Smarte Fahrradtechnik: Digitale Funktionen sicher auf die Straße bringen

  • 06/08/2026

Moderne Fahrräder und Pedelecs entwickeln sich zunehmend zu vernetzten Mobilitätslösungen. Funktionen wie GPS-Tracking, digitaler Diebstahlschutz, ABS-Systeme, elektrische Schaltungen oder die Anbindung an Smartphone-Apps bieten einen spürbaren Mehrwert für Nutzerinnen und Nutzer. Gleichzeitig steigen die Erwartungen an Komfort, Sicherheit und Konnektivität. Für Hersteller bedeutet dies, dass neben der mechanischen Sicherheit zunehmend elektrische und elektronische Systeme im Fokus stehen. Diese müssen nicht nur zuverlässig funktionieren, sondern auch den geltenden gesetzlichen und normativen Anforderungen entsprechen.



Elektronik als Sicherheitsfaktor
Digitale Funktionen greifen immer häufiger aktiv in den Fahrbetrieb ein oder unterstützen die Fahrerinnen und Fahrer bei sicherheitsrelevanten Entscheidungen. Sensoren, Steuergeräte und Funkmodule müssen deshalb auch unter unterschiedlichen Umgebungsbedingungen zuverlässig arbeiten. Fehlerhafte Elektronik oder Störungen in der Kommunikation können die Funktion wichtiger Assistenzsysteme beeinträchtigen und damit Auswirkungen auf die Produktsicherheit haben. Besonders bei Pedelecs spielen zudem die elektrische Sicherheit und das Zusammenspiel von Akku, Ladegerät und elektronischen Komponenten eine zentrale Rolle. Relevante Anforderungen ergeben sich unter anderem aus der EN 15194 für elektrisch unterstützte Fahrräder sowie den Normen EN 60335-1 und EN 60335-2-29 für Ladegeräte. Eine frühzeitige Berücksichtigung dieser Anforderungen erleichtert die Entwicklung sicherer und normenkonformer Produkte.

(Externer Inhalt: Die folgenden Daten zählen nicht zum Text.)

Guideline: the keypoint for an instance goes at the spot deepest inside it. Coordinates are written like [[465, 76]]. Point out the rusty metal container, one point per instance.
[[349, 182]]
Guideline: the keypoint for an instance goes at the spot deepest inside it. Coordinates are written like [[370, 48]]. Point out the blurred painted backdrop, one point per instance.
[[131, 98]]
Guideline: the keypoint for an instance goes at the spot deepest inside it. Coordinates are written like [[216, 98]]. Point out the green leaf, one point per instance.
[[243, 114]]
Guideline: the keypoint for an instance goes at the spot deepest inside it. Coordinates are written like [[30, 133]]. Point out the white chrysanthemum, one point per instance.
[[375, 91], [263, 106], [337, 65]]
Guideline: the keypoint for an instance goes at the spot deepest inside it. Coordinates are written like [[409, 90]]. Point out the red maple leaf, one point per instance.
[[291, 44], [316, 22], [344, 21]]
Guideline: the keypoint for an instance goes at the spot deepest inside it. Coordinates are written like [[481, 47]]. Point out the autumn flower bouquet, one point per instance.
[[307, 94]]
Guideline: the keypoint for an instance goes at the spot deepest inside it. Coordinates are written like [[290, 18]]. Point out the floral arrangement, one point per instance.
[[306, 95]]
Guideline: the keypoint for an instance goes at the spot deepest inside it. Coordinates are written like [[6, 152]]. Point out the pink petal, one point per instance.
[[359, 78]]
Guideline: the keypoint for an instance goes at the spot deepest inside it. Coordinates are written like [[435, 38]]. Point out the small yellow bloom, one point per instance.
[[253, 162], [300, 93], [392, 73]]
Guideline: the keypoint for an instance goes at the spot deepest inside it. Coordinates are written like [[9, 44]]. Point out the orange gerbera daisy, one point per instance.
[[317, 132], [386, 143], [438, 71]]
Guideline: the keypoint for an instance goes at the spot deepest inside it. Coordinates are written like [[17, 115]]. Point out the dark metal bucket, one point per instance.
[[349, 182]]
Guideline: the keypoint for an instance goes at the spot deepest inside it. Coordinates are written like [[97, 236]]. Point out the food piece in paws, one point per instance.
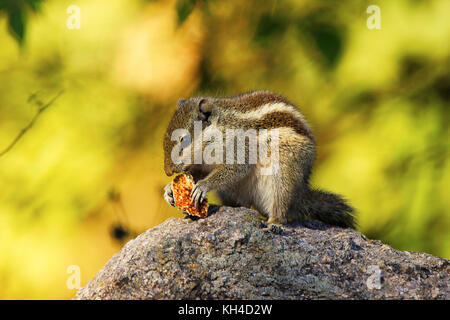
[[182, 187]]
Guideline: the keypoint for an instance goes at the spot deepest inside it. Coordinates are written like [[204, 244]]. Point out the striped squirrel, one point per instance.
[[284, 196]]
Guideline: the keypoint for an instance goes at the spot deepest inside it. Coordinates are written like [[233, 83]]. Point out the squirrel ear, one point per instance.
[[204, 109]]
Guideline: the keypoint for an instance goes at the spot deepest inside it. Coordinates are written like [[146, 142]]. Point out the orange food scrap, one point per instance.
[[182, 187]]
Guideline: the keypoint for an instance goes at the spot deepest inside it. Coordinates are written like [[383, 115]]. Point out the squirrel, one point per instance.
[[284, 196]]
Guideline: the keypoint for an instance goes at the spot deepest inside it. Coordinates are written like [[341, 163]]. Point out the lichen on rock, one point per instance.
[[232, 254]]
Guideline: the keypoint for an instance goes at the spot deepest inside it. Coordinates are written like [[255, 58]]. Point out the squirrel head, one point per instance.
[[180, 132]]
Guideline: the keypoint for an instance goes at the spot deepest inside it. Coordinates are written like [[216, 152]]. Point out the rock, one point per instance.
[[232, 254]]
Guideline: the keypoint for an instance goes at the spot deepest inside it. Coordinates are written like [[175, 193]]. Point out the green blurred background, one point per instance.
[[88, 175]]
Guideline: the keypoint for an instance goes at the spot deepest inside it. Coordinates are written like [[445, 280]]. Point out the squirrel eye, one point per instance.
[[185, 140]]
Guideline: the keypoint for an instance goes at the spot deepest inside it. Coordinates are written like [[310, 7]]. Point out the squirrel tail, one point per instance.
[[330, 208]]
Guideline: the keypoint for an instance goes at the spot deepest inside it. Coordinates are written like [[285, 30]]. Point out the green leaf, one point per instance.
[[35, 5], [17, 23], [184, 9]]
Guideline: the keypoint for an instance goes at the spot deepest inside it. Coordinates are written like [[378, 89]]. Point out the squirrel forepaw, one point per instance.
[[198, 194], [168, 195]]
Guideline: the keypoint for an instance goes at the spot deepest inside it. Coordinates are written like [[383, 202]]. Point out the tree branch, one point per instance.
[[30, 125]]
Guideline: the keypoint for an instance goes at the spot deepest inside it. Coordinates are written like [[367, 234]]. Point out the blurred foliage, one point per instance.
[[87, 176], [16, 11]]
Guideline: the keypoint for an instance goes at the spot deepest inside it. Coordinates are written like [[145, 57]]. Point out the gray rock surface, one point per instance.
[[233, 254]]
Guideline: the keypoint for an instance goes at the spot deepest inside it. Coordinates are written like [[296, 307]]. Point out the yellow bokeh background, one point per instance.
[[377, 100]]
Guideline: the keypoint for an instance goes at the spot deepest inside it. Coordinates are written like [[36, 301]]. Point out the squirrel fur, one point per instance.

Elektromagnetische Verträglichkeit im Blick
Mit der zunehmenden Anzahl elektronischer Komponenten gewinnt auch die elektromagnetische Verträglichkeit (EMV) an Bedeutung. GPS-Module, Funkverbindungen, Sensoren oder Steuergeräte dürfen sich weder gegenseitig beeinflussen noch andere elektronische Systeme stören. Gleichzeitig müssen sie gegenüber äußeren elektromagnetischen Einflüssen ausreichend robust sein.

Die EMV-Richtlinie 2014/30/EU legt die grundlegenden Anforderungen an die elektromagnetische Verträglichkeit fest. Für Produkte mit Funktechnologien gelten darüber hinaus die Anforderungen der Funkanlagenrichtlinie (RED) 2014/53/EU. Ergänzend definiert die DIN EN 15194 die produktspezifischen Prüfanforderungen für elektrisch unterstützte Fahrräder. Gemeinsam stellen diese Vorgaben sicher, dass elektronische Komponenten auch im praktischen Einsatz zuverlässig funktionieren und die Sicherheit des Gesamtsystems gewährleistet bleibt. Gerade bei immer stärker vernetzten Fahrrädern und Pedelecs wird die EMV-Prüfung damit zu einem wichtigen Bestandteil der Produktentwicklung.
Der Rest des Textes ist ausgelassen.